The accepted answer describes the general Apollo mission plan, but as the question references Apollo 11 specifically, we can check the mission timeline to see all the maneuvers done during the mission.
In later mission timelines the engine used for midcourse correction is consistently called out, but for Apollo 11 I had to check the transcripts to verify.
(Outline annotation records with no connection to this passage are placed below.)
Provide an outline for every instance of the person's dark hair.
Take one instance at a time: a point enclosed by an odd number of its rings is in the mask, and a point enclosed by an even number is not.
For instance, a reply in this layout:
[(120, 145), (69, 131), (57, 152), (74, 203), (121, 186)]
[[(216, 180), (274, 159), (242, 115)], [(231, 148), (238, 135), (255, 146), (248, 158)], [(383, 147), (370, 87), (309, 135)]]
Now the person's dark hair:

There was one SPS midcourse correction burn on the outbound leg of the trip. Four optional corrections were scheduled in the flight plan, but three were canceled as unnecessary. (Only one or two are ever needed, but by scheduling four they gain a lot of flexibility.) The sole midcourse correction on the return leg was done on RCS according to the transcripts.
- 0:00 S-IC ascent
- 0:02 S-II ascent
- 0:09 1st S-IVB Earth orbit insertion/circularization
- 2:44 2nd S-IVB trans-lunar injection
- 26:44 SPS midcourse correction
- 75:49 SPS lunar orbit insertion
- 80:11 SPS lunar orbit circularization
- 101:36 LM DPS descent orbit insertion
- 102:33 LM DPS descent
- 124:22 LM APS ascent
- 135:23 SPS trans-Earth injection
So that's 11 total burns if you count each stage of the ascent separately.
There is one more burn that's not strictly necessary to complete the mission; the S-IVB stage used its auxiliary propulsion system to fine-tune its trajectory for a lunar slingshot maneuver, or, on some later missions, to crash into the moon.